維特比 (Viterbi) 演算法雖然是最大概度解碼演算法, 但是它只有在較短的固定長度(constraint length)時才能實現. 序列解碼 (Sequential decoding) 演算法的複雜度雖然和固定長度無關, 但是它不能達到最大可靠度決策. 韓教授和陳教授提出的最大可靠度序列解碼演算法 (MLSDA) 不但具有序列解碼的優點, 同時它也是最大可靠度解碼演算法. 根據最大可靠度序列解碼演算法, 我們做解碼器的實作探討. 一般傳統的序列解碼搜尋方法是把所有資料放在記憶體中直接做排列, 而每次所須時間則視資料多寡而定. 為了維持固定的排序時間, 我們修正了優先排隊演算法 (PESPQ) 來實現最大可靠度序列解碼演算法. 這種作法雖然會增加設計的複雜度, 但是可以保證在固定時間內能得到最好的結果. 我們也提出一個序列解碼的觀點, 將1/2碼視為2/4碼 (3/6碼), 即是在解碼的過程中結合二 (三) 個輸入位元成一個單位. 因此我們可以在VLSI的實作上得到一些好處例如解碼速度, 但是也相對的增加半導體的數目. 為了減少半導體的數目, 我們使用多輸入躍動排序演算法來完成2/4碼 (3/6碼) 的MLSDA. 根據模擬結果, 當半導體數量增加一半時解碼速度可以增加一倍.

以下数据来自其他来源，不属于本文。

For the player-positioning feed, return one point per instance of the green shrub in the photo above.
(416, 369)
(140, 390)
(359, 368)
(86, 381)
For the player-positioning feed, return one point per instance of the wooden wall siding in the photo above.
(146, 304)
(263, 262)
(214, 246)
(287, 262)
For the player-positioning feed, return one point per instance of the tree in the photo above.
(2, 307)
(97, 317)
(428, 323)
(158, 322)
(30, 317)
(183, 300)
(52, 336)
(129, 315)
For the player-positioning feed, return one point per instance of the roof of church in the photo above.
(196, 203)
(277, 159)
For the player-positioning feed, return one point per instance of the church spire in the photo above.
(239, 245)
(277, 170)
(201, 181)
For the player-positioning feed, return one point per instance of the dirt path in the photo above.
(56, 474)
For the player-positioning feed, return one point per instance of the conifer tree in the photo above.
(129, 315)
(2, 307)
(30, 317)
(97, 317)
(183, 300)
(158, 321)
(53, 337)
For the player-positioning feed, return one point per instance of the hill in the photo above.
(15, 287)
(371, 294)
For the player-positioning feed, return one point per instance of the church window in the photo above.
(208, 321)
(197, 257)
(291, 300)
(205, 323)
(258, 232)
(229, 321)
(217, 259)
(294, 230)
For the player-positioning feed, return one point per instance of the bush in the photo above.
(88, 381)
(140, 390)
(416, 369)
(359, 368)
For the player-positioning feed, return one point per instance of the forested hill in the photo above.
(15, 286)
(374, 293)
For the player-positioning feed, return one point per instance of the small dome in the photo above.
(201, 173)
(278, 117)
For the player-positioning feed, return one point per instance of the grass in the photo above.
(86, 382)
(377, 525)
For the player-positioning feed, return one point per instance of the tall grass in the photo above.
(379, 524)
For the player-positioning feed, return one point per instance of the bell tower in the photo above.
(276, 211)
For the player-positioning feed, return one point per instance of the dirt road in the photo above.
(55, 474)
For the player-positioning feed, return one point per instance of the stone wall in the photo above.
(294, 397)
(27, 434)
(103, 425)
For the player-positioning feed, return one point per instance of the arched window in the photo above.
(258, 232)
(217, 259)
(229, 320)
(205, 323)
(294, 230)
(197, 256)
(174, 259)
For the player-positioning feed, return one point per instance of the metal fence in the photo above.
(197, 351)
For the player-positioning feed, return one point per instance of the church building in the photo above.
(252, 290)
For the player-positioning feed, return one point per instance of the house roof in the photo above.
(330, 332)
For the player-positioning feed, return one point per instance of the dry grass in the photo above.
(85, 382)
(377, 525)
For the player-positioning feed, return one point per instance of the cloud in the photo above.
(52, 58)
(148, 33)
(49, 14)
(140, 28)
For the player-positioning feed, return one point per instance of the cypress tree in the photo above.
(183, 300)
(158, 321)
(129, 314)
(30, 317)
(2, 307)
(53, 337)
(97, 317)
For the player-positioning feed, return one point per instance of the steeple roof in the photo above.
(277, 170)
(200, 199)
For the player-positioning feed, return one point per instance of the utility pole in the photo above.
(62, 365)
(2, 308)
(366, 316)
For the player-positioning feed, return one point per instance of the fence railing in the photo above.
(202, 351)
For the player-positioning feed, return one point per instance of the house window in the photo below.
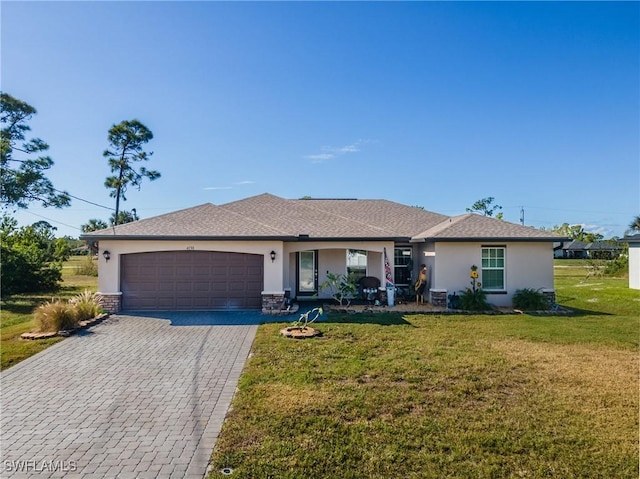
(356, 263)
(493, 267)
(403, 265)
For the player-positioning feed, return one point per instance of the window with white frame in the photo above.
(493, 261)
(402, 265)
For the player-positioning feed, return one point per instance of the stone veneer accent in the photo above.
(550, 294)
(110, 302)
(438, 298)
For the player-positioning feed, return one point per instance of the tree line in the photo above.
(31, 255)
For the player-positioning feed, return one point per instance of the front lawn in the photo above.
(17, 314)
(391, 396)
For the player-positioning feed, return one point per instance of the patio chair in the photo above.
(368, 288)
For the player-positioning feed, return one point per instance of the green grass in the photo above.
(420, 396)
(17, 315)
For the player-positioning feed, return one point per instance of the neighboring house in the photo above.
(634, 260)
(249, 254)
(574, 249)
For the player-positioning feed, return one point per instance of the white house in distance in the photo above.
(634, 260)
(249, 254)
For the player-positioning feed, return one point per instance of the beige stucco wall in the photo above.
(528, 265)
(332, 259)
(634, 265)
(278, 275)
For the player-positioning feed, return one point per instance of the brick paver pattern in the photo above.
(133, 397)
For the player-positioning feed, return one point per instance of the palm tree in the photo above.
(93, 225)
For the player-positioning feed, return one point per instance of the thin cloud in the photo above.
(332, 152)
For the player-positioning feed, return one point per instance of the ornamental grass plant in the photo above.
(86, 305)
(56, 315)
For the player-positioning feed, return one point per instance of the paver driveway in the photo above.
(133, 397)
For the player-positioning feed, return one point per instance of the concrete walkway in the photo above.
(133, 397)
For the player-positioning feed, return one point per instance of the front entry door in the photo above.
(307, 266)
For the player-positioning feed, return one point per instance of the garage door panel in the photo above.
(191, 280)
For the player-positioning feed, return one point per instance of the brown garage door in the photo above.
(190, 280)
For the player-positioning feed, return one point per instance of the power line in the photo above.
(86, 201)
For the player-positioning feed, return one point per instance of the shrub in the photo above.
(86, 305)
(474, 300)
(618, 266)
(529, 299)
(54, 316)
(88, 267)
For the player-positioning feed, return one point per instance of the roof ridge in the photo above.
(379, 228)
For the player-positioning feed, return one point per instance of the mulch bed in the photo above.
(32, 335)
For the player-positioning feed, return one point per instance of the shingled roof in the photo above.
(270, 217)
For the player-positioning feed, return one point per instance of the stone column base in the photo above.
(550, 294)
(438, 298)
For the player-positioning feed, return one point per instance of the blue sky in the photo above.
(433, 104)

Viterbi algorithm is a maximum-likelihood-decoding algorithm, but it can only be implemented in short constraint length. Sequential decoding decoding is independent of constraint length but the decoding result is not always a maximum-likelihood decision. The MLSDA proposed by Han and Chen has the advantage of sequential decoding and it is also a maximum-likelihood-decoding algorithm. According to MLSDA, we implement a new convolutional code decoder using stacks. The tranditional method for sorting the nodes serached in the sequential decoding is using a RAM to model a stack memory, and the sorting time is not a constant duration. In order to fix this shortage, we modify the priority queue algorithms (PESPQ) to implement MLSDA. Although the priority queue module is more complex than the stack memory, it can deliver the best node in a constant duration. All 1/2 convolutional codes may be treated as an equivalent 2/4 (3/6) codes during the decoding phase if we combine two (three) input bits as one unit. Consequently, we might have some advantage in VLSI implementation such as decoding speed; however, the gate counts of decoder will be increased. In order to reduce the number of gate counts we modify a multiple-inputs systolic queue algorithm to implement MLSDA for 2/4 (3/6) codes. As the simulation shown, the decoding speed may be double faster for (2/4) while the gate counts increase half.